Ed Viesturs and David Roberts (taken and shared with permission by Jana Kunicova)

Yes, I am crazy. I must be. I voluntarily sold my ticket — my only ticket — to see Ed Viesturs and David Roberts at National Geographic Live last night. The next two weeks ahead were getting busy at work in the evenings and that was taking away from my family time. So I went to my Peaklessburg support group — DC Mountain Madness — and offered it up.

Viesturs was a hero of mine when I started climbing in the mid-1990s. I bought my red Mountain Hardwear fleece jacket for the reasons baseball fans buy jerseys with their favorite players’ numbers on them. He doesn’t play the same role for me now he did when he was pursuing all 14 eight-thousanders, but he is still a role an hero for his approach to a wild pursuit that he balanced with a commitment to his life at home. His reputation for turning around many times when his gut said “this is bad,” and still being very successful at his goals is inspiring. That makes him appealing to many climbers, particularly amateurs. He is an example of stick-to-it-ive-ness.

Roberts is my favorite climbing writer. He also lead or was part of some legendary expeditions in Alaska, including the Harvard Route up the Denali’s north face and the Angel in the Revelation Mountains, a subrange of the Alaska Range, just to name two. I enjoy his books because they include rich history, great research and he tells all of it in such an insightful way. He makes his readers feel compelled to go on.

Viesturs and Roberts are two very different people and climbers. They came to Washington to speak on their latest book The Will to Climb, however they also talked about their other work together on No Shortcuts to the Top (2006) and K2 (2010), I was told.
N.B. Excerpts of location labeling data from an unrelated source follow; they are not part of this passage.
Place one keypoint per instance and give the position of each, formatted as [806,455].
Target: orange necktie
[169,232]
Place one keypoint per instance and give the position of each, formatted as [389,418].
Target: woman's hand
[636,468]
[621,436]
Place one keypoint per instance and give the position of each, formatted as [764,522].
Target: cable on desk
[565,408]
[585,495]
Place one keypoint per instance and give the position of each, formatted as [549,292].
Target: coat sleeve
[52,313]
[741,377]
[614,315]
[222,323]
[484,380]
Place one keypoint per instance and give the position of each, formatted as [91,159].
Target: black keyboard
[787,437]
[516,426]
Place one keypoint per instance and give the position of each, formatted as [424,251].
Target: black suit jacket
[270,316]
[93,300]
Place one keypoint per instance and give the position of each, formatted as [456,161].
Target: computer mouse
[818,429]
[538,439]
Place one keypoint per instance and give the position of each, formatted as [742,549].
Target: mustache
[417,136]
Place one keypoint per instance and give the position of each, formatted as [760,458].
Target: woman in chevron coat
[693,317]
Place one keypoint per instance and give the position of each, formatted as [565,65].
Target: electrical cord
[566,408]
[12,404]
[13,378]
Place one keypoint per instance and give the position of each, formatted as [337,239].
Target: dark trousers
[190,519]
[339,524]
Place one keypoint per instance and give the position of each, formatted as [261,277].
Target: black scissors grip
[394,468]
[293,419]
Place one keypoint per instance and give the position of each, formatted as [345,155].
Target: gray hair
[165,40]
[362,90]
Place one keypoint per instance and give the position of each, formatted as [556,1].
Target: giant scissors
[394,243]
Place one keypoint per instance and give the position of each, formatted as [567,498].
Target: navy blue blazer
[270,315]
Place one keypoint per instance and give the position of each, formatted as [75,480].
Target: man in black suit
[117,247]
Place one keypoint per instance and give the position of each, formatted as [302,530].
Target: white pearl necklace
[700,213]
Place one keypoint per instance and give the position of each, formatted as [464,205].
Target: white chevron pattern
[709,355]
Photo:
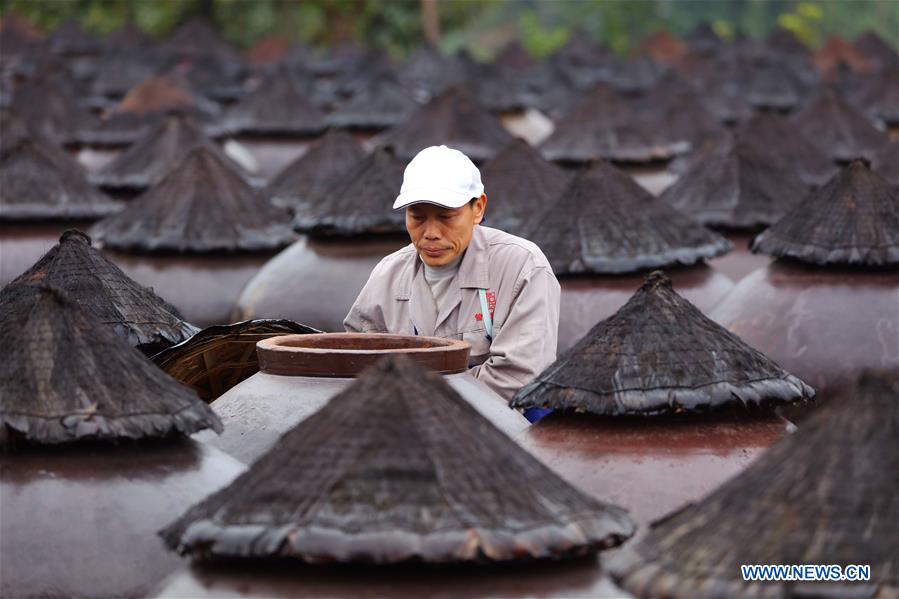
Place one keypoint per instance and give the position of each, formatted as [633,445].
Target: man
[461,280]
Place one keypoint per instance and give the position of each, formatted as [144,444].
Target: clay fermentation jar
[651,465]
[316,280]
[821,324]
[300,373]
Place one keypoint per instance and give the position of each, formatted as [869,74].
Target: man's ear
[480,206]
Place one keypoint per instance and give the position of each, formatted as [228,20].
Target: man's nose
[432,231]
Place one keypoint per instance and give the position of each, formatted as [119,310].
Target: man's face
[441,234]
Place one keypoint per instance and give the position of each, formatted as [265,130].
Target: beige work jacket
[522,295]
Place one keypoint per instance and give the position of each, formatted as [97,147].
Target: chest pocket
[480,346]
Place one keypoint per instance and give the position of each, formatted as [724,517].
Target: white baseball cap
[442,176]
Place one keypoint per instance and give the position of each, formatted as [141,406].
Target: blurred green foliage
[478,25]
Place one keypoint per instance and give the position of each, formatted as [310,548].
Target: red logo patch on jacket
[491,305]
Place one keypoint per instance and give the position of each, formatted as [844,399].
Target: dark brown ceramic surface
[590,299]
[259,410]
[576,578]
[347,354]
[272,154]
[821,324]
[654,465]
[315,281]
[204,288]
[81,521]
[740,261]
But while they are both articulate, well-educated men, they are very different climbers.

Since following Viesturs Endeavor 8,000 quest, I have learned more about climbing and learned that the kinds of climbs that make it into history books or the American Alpine Journal are special climbs. They are first ascents and original routes. Those were not the kind of climbs Viesturs pursued. At one time that was disappointing to me, but then I realized that I probably would not seek out the steepest, longest routes necessary to make a climb that is deemed significant today. Roberts, on the other hand, had pursued new steep routes in Alaska in the 1960s. As nerdy as Roberts is — and he is — he’s got street cred.

Viesturs sought out a whole other field of climbing. Rather than seeking challenging new routes, he pursued a tick list of the world’s biggest mountains. The route wasn’t critical. Reaching the top — legitimately reaching the top — was essential for quality of the accomplishment.  While American climbers celebrate him for being the first of their own to stand atop all 14 eight-thousanders without supplemental oxygen, it was ultimately a pursuit all his own.

Viesturs and Roberts are two American giants. I don’t feel the need to qualify that statement by adding “…in climbing.” They are accomplished climbers, accomplished writers, and I am glad they came to Washington to share their adventures and their experiences.

Oddly, though I have been a fan of these two men for about 20 years and I have never seen or met them in person, I don’t feel overly regretful that I wasn’t able to attend. I know much about them from their books and their articles elsewhere. Perhaps I also feel that I will get another opportunity. Perhaps its also because I have met so many interesting climbers over the past several years — thanks largely to social media and this blog. I suppose that even as they have moved on from climbing to other ventures, so have I.